FOURTH AND LAST PART.
79. LXXIX. THE DRUNKEN SONG. (continued)
How she just now speaketh soberly, this drunken poetess! hath she perhaps
overdrunk her drunkenness? hath she become overawake? doth she ruminate?
--Her woe doth she ruminate over, in a dream, the old, deep midnight--and
still more her joy. For joy, although woe be deep, JOY IS DEEPER STILL
THAN GRIEF CAN BE.
9.
Thou grape-vine! Why dost thou praise me? Have I not cut thee! I am
cruel, thou bleedest--: what meaneth thy praise of my drunken cruelty?

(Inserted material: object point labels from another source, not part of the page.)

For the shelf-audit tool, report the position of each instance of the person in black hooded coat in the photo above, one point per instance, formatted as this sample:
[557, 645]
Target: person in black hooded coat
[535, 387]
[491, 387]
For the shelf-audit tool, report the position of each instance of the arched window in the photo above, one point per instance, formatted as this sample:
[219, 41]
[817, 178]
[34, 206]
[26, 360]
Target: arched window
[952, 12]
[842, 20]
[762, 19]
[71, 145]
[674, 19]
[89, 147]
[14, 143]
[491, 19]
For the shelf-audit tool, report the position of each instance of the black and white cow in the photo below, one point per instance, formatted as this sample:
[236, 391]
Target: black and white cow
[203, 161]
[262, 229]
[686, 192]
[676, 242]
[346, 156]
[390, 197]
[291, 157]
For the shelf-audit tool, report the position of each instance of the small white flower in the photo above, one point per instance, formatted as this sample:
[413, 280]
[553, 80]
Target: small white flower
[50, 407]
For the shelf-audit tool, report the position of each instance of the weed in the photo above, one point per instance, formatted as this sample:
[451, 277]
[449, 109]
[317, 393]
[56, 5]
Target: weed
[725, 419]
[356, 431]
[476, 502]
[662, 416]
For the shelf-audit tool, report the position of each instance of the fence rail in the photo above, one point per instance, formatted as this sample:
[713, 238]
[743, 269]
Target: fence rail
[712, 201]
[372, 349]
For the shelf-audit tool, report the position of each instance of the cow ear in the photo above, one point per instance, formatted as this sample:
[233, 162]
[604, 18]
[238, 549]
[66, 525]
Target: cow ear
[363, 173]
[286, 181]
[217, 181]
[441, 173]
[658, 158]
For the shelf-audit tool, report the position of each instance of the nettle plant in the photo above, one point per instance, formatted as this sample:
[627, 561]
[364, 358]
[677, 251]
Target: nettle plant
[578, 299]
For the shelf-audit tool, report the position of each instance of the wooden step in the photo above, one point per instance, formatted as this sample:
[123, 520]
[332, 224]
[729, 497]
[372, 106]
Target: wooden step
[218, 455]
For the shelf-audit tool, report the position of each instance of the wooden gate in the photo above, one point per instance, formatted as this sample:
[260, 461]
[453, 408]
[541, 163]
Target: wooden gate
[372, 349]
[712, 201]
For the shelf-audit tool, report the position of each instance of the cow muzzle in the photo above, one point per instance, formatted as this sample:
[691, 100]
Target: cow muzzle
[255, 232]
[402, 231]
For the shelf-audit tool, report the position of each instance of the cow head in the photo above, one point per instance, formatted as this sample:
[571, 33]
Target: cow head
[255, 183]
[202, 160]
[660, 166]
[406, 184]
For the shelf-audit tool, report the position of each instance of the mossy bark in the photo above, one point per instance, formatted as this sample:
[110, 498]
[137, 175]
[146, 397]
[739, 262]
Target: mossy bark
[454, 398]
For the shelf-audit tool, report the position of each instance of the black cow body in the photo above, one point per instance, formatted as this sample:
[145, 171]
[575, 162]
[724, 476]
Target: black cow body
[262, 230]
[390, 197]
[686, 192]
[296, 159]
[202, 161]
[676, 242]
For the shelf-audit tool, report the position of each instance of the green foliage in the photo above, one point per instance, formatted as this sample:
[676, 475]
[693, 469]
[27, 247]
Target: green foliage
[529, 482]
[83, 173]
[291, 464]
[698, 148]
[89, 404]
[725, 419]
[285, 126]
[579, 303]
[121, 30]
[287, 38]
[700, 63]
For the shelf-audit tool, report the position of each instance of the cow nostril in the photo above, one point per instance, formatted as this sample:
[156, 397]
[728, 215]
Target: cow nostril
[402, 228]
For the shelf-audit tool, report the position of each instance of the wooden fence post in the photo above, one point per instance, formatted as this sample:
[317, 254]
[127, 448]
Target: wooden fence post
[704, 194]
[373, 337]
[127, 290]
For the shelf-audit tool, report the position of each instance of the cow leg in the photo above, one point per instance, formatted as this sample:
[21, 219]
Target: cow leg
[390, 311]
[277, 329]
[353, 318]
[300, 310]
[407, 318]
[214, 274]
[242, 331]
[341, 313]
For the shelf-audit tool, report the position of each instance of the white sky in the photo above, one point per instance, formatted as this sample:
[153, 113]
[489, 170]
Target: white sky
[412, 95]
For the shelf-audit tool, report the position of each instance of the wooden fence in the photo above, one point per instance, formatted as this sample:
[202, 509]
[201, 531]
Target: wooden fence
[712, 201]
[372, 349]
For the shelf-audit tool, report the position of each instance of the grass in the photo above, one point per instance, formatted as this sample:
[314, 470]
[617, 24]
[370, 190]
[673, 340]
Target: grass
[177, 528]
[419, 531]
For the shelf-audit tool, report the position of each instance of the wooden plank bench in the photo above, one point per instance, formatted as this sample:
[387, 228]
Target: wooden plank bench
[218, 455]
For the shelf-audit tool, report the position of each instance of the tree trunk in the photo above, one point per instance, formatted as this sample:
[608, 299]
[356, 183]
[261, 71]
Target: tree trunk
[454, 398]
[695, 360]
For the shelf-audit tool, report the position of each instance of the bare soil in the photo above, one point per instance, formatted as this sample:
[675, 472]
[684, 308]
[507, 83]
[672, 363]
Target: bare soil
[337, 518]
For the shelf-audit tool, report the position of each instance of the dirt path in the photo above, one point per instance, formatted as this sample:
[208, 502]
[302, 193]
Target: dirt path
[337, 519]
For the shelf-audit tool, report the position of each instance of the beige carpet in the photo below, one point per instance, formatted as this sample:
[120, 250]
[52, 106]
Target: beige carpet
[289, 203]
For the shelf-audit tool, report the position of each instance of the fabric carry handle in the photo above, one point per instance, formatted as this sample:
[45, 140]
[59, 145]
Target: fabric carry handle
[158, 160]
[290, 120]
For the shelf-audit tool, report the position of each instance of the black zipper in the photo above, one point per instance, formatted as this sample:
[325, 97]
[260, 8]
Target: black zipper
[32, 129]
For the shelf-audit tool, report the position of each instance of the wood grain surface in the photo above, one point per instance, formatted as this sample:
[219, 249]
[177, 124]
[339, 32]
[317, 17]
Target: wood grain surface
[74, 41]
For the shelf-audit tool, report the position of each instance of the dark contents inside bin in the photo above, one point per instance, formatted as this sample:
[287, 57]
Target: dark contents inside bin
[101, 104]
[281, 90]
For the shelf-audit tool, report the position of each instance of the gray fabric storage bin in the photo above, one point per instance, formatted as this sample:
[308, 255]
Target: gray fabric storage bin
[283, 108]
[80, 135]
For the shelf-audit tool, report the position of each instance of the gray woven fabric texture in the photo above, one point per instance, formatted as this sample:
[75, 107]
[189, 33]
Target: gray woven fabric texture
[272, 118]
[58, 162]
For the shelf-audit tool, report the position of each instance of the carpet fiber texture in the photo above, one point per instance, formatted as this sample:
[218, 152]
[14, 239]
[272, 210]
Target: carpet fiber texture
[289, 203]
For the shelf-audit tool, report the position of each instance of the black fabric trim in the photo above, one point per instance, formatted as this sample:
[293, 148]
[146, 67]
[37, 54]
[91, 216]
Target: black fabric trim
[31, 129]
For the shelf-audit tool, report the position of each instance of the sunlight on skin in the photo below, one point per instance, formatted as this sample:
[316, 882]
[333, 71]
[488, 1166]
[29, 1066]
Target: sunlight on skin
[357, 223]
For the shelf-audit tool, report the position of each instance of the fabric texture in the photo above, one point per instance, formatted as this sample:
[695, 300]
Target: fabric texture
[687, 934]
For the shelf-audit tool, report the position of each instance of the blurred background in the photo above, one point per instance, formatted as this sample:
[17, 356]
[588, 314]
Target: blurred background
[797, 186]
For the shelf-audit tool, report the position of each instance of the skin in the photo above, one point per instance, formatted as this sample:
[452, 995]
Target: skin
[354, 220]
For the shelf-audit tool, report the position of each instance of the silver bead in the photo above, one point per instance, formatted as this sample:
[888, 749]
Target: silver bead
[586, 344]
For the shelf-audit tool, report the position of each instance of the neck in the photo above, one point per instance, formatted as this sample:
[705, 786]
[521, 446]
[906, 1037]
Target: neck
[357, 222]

"Whatever hath become perfect, everything mature--wanteth to die!" so
sayest thou. Blessed, blessed be the vintner's knife! But everything
immature wanteth to live: alas!
Woe saith: "Hence! Go! Away, thou woe!" But everything that suffereth
wanteth to live, that it may become mature and lively and longing,
--Longing for the further, the higher, the brighter. "I want heirs," so
saith everything that suffereth, "I want children, I do not want MYSELF,"--
Joy, however, doth not want heirs, it doth not want children,--joy wanteth
itself, it wanteth eternity, it wanteth recurrence, it wanteth everything
eternally-like-itself.
Woe saith: "Break, bleed, thou heart! Wander, thou leg! Thou wing, fly!
Onward! upward! thou pain!" Well! Cheer up! O mine old heart: WOE
SAITH: "HENCE! GO!"
10.
Ye higher men, what think ye? Am I a soothsayer? Or a dreamer? Or a
drunkard? Or a dream-reader? Or a midnight-bell?
Or a drop of dew? Or a fume and fragrance of eternity? Hear ye it not?
Smell ye it not? Just now hath my world become perfect, midnight is also
mid-day,--
Pain is also a joy, curse is also a blessing, night is also a sun,--go
away! or ye will learn that a sage is also a fool.